Donc, c'est pour tous ces jeunes-là, avec le carrefour jeunesse-emploi, leur carrefour jeunesse-emploi, qu'on veut les aider. Donc, j'aimerais savoir de la part du ministre qui va aider tous ces jeunes-là, qui ne pourront plus être aidés par leur carrefour jeunesse-emploi. Et, si leur situation change durant le processus, est-ce qu'il va y avoir une réévaluation de leur indice d'employabilité? Est-ce que le ministre peut répondre à ces questions?

Le Président (M. Cousineau) : Merci, M. le député de Saint-Jean.
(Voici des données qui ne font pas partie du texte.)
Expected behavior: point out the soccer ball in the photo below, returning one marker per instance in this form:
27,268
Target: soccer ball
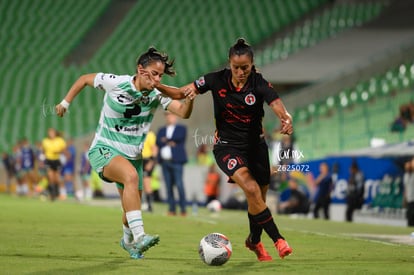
215,249
214,206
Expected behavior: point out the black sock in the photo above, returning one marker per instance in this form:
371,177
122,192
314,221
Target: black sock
265,220
255,230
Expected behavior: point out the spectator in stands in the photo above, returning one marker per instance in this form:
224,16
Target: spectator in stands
27,165
355,191
172,157
240,150
297,202
324,186
129,105
68,169
408,181
8,163
53,147
407,112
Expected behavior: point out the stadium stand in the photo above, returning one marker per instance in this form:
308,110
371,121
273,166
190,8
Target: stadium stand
338,17
41,34
355,115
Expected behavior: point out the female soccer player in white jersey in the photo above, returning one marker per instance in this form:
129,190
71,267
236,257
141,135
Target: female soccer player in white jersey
129,105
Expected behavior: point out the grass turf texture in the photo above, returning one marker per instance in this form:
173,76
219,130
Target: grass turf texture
70,238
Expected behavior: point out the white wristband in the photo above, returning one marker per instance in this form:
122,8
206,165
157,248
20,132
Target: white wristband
65,104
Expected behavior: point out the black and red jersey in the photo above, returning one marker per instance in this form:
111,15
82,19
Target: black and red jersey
238,112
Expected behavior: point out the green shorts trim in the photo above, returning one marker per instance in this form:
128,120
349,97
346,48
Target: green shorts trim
101,155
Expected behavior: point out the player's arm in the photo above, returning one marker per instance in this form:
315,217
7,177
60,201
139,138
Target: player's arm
285,118
183,108
178,93
80,83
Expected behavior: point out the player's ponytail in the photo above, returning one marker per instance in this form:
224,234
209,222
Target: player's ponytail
241,47
153,55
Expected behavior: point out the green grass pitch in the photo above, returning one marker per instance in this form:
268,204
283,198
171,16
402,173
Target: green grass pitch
41,237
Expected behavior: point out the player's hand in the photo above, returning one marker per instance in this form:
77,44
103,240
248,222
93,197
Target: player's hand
148,77
60,110
190,93
287,126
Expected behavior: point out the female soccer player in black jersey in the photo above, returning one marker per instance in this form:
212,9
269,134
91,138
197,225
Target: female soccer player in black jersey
240,149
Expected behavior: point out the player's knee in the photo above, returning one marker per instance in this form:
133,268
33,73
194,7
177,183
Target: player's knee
131,178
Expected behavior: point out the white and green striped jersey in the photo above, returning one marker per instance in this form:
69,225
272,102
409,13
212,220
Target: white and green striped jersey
126,114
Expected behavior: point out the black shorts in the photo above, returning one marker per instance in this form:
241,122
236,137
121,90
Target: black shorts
54,165
256,158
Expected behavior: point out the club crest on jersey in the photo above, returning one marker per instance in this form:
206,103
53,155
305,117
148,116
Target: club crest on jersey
250,99
200,82
231,163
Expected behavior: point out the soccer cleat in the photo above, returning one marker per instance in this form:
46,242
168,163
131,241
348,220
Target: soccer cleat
146,241
261,253
283,247
133,253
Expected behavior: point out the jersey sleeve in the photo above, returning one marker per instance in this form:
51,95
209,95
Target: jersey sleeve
164,100
266,89
203,83
106,82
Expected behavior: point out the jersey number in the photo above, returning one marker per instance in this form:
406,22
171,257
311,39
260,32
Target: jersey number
132,110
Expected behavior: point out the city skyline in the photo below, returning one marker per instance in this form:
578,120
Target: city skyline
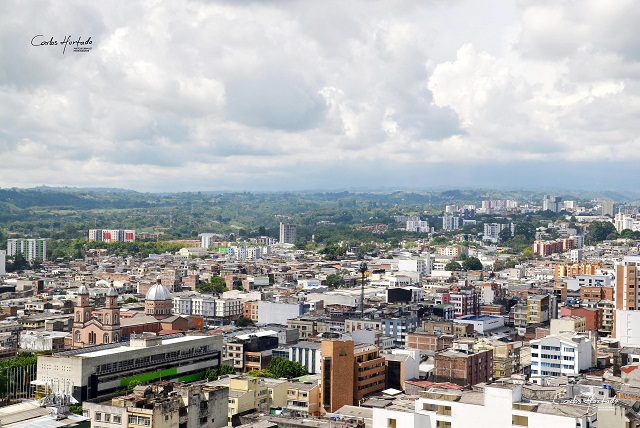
291,95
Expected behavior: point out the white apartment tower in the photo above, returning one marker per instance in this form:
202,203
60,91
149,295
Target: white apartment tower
31,249
287,233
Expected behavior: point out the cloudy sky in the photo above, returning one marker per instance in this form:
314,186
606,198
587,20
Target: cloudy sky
299,95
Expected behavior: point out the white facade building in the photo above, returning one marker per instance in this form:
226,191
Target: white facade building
450,222
628,327
417,226
287,233
560,355
498,406
31,249
416,264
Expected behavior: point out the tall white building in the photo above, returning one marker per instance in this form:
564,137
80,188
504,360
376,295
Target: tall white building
450,222
112,235
492,231
207,239
287,233
31,249
560,355
416,264
417,226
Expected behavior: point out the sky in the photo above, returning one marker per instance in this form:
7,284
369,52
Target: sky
189,95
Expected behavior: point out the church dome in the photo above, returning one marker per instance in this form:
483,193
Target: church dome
158,292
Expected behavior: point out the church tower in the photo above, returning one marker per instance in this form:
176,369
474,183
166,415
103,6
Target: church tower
81,315
111,318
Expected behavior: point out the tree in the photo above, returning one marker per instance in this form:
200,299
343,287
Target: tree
439,240
76,409
283,368
211,374
453,265
334,280
599,231
472,263
261,373
526,229
225,370
244,322
505,234
216,284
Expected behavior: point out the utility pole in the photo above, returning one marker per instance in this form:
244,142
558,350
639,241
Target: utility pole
362,269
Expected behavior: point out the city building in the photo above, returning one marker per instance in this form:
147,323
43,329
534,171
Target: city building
463,365
287,233
91,327
627,296
560,355
303,398
499,406
349,373
492,231
31,249
166,404
417,226
450,222
607,208
112,235
101,370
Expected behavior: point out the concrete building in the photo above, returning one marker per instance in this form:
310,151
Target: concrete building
569,323
101,370
163,405
417,226
607,208
308,354
498,406
31,249
482,323
463,366
626,295
349,373
398,328
416,264
303,398
560,354
279,313
429,341
287,233
112,235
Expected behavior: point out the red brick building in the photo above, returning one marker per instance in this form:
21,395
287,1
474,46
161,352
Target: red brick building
593,316
463,367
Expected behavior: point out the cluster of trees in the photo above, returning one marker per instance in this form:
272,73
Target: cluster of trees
10,370
279,367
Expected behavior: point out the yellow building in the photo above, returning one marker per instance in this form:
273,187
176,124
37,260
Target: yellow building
303,398
248,394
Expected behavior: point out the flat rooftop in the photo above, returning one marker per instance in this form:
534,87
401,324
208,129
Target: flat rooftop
100,351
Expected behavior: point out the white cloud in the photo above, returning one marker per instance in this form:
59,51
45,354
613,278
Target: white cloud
295,94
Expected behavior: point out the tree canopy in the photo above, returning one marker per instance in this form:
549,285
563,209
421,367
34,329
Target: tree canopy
472,263
280,367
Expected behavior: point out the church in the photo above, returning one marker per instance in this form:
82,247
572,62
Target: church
106,325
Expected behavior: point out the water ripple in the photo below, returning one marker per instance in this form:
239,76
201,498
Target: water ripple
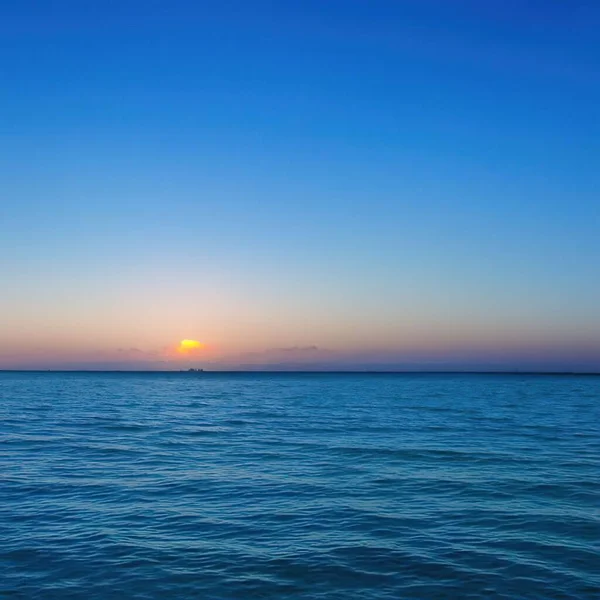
227,486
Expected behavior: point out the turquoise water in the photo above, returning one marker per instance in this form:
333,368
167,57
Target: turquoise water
299,486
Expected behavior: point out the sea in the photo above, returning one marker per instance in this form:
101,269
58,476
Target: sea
299,486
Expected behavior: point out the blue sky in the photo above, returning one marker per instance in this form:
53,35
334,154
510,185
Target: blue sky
390,182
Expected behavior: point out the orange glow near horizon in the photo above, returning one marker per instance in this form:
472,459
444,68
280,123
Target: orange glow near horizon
189,347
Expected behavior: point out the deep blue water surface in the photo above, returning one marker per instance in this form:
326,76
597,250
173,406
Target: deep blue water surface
307,486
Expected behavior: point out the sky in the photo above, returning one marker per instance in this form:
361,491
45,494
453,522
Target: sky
350,184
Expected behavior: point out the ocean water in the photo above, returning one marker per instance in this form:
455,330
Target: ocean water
308,486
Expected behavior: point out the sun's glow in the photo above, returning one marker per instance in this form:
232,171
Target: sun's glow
189,346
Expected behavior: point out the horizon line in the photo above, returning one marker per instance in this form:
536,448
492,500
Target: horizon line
307,371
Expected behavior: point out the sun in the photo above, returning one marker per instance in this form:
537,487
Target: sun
189,346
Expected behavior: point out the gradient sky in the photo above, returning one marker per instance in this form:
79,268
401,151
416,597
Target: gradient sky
340,184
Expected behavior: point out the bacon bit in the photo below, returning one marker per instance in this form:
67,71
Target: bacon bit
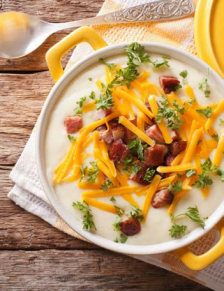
130,226
118,150
168,83
73,124
162,198
177,147
155,133
154,156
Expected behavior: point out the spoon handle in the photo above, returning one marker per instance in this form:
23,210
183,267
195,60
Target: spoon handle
158,10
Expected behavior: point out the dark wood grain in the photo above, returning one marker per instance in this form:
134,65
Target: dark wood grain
33,254
84,270
52,11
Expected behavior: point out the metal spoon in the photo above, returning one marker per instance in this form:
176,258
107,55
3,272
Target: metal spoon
20,33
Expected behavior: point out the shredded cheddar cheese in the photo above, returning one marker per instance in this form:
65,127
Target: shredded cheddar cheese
162,126
124,121
150,192
219,152
178,168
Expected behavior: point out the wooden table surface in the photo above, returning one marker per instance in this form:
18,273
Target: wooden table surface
32,253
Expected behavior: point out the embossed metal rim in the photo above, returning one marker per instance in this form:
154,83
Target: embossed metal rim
40,138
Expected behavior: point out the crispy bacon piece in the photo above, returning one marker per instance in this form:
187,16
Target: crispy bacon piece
118,131
118,150
162,198
169,160
139,176
101,113
105,134
73,124
154,156
129,134
168,83
130,226
177,147
155,133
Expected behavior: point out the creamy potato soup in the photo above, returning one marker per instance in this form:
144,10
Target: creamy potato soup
134,148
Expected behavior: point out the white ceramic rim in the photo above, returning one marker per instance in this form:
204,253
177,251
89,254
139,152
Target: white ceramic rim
41,132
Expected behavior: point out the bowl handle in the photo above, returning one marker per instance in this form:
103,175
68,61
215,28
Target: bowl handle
54,54
198,263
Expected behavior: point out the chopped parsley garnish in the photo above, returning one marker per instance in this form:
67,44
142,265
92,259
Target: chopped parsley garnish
206,112
106,185
221,121
204,86
160,63
215,137
204,179
135,146
90,172
184,74
123,238
111,66
87,217
71,138
175,187
190,173
112,199
135,212
136,53
178,107
130,167
83,172
177,231
117,223
149,174
92,95
170,114
78,109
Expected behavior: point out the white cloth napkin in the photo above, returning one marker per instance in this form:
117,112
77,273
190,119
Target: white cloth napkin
28,194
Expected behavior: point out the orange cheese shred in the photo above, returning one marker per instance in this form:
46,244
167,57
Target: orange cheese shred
150,192
162,126
124,121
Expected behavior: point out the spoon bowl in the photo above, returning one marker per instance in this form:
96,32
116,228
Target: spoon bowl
21,34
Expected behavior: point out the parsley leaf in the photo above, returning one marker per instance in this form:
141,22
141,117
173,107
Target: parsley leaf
206,112
221,121
92,95
87,217
83,172
160,63
136,53
71,138
135,212
131,167
106,185
193,214
184,74
215,137
177,231
111,66
175,187
149,174
92,171
190,173
78,109
170,114
179,108
136,147
204,86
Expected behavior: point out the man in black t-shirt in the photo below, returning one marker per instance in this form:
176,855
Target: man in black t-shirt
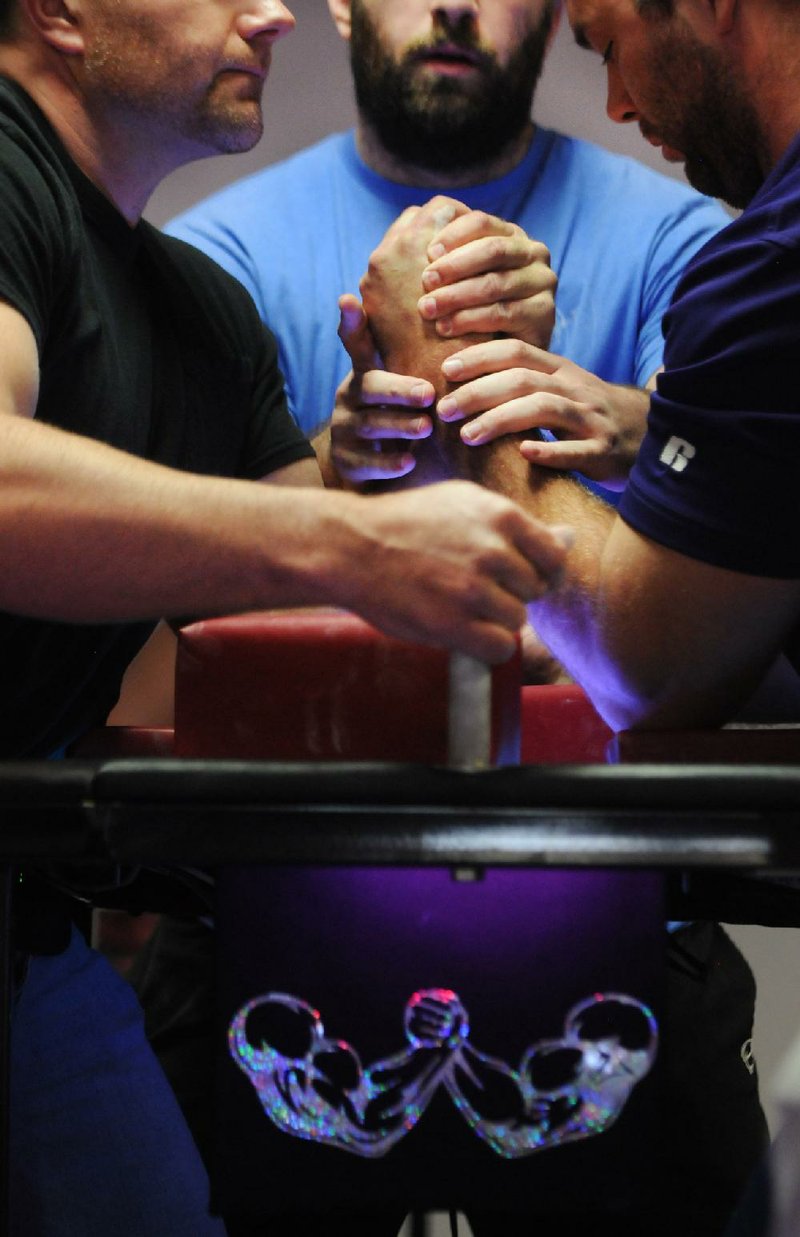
139,401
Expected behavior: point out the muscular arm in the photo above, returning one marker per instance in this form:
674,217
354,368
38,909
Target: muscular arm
89,533
657,638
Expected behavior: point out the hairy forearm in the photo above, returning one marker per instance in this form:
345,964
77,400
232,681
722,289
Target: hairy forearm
89,533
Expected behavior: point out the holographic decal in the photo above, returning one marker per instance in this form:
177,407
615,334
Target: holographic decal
565,1089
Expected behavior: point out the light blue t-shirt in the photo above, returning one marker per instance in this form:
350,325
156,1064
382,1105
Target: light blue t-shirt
299,234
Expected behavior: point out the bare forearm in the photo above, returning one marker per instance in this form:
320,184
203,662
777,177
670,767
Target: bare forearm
89,533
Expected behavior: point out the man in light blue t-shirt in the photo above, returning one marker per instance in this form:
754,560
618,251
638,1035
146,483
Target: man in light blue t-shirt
444,93
443,107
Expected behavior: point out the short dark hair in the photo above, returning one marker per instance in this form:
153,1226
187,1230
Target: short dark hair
664,8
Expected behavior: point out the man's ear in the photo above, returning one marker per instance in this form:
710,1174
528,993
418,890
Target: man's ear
340,12
57,22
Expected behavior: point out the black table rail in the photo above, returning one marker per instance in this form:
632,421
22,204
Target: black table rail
730,821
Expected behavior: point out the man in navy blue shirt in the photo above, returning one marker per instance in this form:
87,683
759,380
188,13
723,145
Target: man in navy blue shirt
672,611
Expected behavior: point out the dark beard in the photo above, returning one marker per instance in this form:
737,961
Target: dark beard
445,124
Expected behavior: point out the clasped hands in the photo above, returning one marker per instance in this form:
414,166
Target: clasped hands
453,328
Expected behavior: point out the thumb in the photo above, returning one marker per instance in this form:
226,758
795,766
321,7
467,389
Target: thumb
356,337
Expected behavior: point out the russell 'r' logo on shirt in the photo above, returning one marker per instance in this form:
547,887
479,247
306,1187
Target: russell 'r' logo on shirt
678,453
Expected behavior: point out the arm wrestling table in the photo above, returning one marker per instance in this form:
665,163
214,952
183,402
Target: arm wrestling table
736,813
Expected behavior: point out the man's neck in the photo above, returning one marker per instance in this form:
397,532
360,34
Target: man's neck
387,165
123,168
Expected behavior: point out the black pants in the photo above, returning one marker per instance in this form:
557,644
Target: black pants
715,1128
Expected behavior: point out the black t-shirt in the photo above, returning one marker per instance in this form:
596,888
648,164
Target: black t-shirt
145,344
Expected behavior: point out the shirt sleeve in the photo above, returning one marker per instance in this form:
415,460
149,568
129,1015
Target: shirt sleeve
37,234
717,474
675,241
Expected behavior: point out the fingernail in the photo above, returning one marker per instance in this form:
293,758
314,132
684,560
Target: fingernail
443,217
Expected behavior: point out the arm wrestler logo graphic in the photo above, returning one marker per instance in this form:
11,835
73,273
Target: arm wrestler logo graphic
315,1087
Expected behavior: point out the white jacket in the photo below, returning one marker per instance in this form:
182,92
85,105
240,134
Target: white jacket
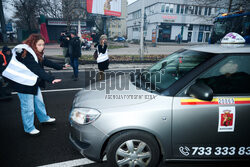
17,71
102,56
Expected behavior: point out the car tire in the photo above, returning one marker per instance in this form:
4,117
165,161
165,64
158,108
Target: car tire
133,148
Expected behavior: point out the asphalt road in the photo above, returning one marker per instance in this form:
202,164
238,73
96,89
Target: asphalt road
52,147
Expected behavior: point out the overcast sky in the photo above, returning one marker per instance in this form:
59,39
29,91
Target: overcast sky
8,9
131,1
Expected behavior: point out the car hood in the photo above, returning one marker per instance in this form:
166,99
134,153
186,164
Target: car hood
113,92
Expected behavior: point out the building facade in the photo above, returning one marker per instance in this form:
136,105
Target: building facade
117,25
170,18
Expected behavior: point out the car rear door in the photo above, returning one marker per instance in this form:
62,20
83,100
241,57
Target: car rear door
217,128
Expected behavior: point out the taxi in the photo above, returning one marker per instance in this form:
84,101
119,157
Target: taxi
192,105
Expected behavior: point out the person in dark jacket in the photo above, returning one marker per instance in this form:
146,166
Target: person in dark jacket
103,58
64,44
5,58
26,75
74,53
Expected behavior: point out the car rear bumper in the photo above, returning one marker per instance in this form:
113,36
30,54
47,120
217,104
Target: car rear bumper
88,140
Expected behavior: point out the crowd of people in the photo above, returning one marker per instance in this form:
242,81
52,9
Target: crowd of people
22,68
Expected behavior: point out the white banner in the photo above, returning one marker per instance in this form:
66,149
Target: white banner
104,7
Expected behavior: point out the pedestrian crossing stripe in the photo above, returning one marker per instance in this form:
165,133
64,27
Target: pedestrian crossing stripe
216,101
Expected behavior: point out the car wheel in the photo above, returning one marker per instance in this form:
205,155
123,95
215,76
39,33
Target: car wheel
133,148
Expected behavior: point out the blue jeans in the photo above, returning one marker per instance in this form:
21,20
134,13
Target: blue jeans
29,104
74,64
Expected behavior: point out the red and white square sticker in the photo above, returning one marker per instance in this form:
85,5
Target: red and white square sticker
226,119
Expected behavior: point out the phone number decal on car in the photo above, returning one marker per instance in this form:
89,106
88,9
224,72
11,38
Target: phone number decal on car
216,151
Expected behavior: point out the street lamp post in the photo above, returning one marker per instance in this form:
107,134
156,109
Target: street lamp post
142,31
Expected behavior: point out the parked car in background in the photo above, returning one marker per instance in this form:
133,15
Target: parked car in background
192,105
119,39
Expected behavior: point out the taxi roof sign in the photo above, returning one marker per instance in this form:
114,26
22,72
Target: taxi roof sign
232,38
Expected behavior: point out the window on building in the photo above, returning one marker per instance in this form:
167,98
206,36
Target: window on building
178,9
196,10
190,27
171,8
209,11
201,28
205,12
207,28
162,8
186,9
167,8
182,9
200,10
191,9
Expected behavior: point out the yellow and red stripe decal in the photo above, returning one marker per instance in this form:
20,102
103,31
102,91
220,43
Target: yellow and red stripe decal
216,101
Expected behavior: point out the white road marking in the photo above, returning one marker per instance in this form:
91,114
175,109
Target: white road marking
71,163
56,90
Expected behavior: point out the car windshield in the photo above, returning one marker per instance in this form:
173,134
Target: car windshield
170,69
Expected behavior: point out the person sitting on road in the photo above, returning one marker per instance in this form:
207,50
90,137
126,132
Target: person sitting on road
25,73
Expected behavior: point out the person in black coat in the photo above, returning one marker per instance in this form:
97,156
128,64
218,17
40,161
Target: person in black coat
30,96
74,53
64,44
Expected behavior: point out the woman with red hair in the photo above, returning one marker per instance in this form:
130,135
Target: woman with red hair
26,75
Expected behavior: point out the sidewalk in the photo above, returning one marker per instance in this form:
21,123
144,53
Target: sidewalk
132,49
53,51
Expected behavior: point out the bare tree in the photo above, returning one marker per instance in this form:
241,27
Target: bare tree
52,8
27,12
230,5
3,27
73,10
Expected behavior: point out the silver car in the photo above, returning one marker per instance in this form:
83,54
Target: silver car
192,105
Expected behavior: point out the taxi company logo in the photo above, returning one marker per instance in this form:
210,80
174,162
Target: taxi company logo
227,118
226,101
184,150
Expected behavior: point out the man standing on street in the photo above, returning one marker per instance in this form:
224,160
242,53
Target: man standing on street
64,43
74,52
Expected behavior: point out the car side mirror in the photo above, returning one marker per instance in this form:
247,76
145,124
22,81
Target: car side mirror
200,91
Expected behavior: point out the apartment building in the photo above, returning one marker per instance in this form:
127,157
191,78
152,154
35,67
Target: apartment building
170,18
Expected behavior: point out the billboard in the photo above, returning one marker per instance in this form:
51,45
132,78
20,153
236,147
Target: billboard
104,7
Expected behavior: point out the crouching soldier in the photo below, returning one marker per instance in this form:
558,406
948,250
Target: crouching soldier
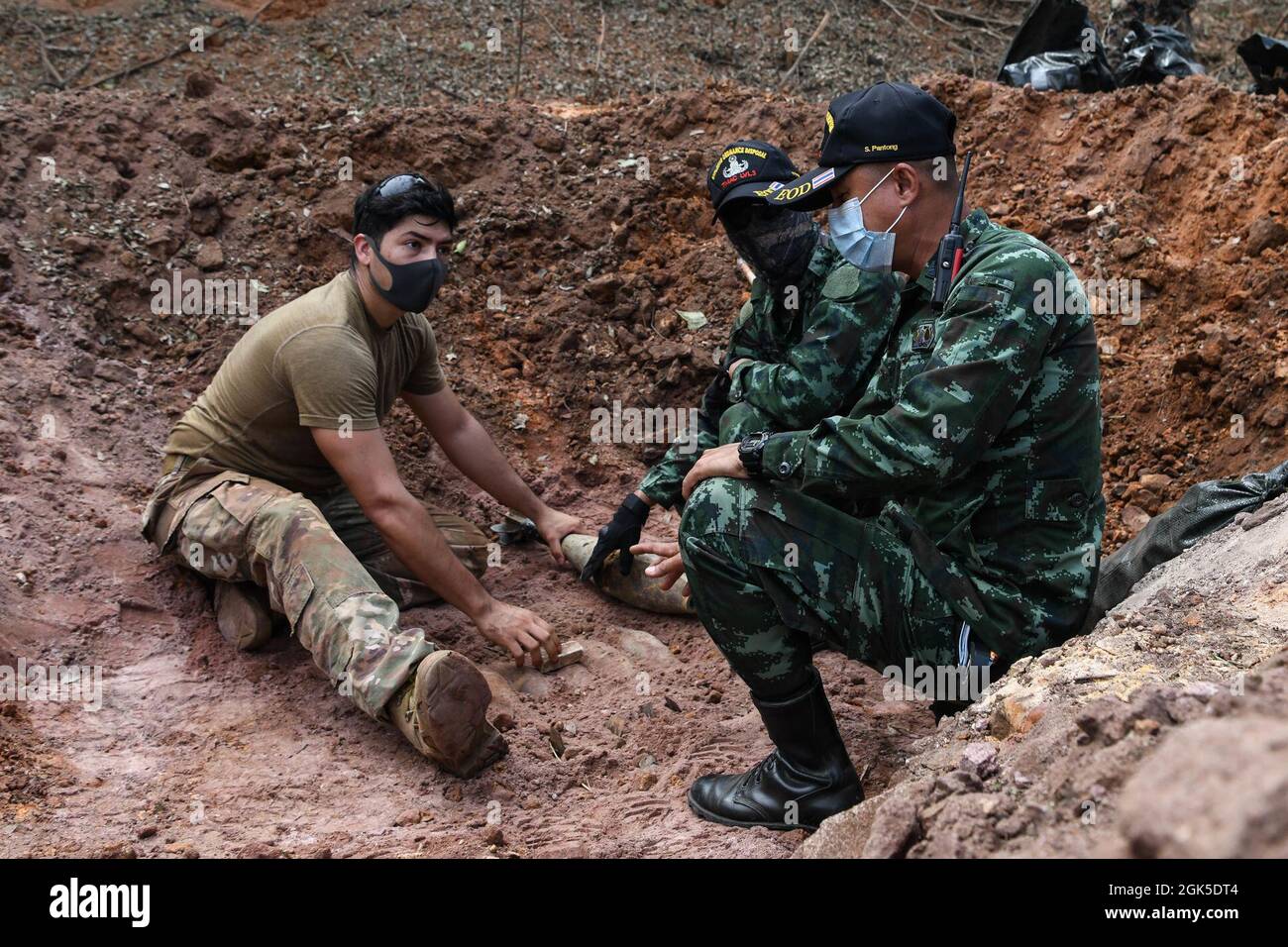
977,444
803,347
278,484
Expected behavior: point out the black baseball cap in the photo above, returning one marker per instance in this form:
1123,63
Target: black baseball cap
888,121
748,169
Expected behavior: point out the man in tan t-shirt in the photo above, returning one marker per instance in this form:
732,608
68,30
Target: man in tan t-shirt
278,484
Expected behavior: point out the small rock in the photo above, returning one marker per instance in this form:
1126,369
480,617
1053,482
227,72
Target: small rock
210,256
M. le ministre, pour les cinq prochaines minutes.

M. Blais : Alors, tout d'abord, encore une fois, merci pour les questions.

Sur le concept de normalisation, je comprends que c'est une expression qui est un peu sous-déterminée. Donc, il faut comprendre, l'expression, je l'ai utilisée dans un sens très précis, c'est que ce que nous voulons faire, ce que nous allons faire, ce n'est pas une aventure, c'est quelque chose que nous connaissons très bien, à vrai dire, c'est une normalisation au sens où c'est des choses que nous connaissons très bien et qui fonctionnent très bien avec l'ensemble de nos partenaires en employabilité. C'est dans ce sens, hein, qu'il fallait comprendre «normalisation». Nous n'allons pas vers une aventure.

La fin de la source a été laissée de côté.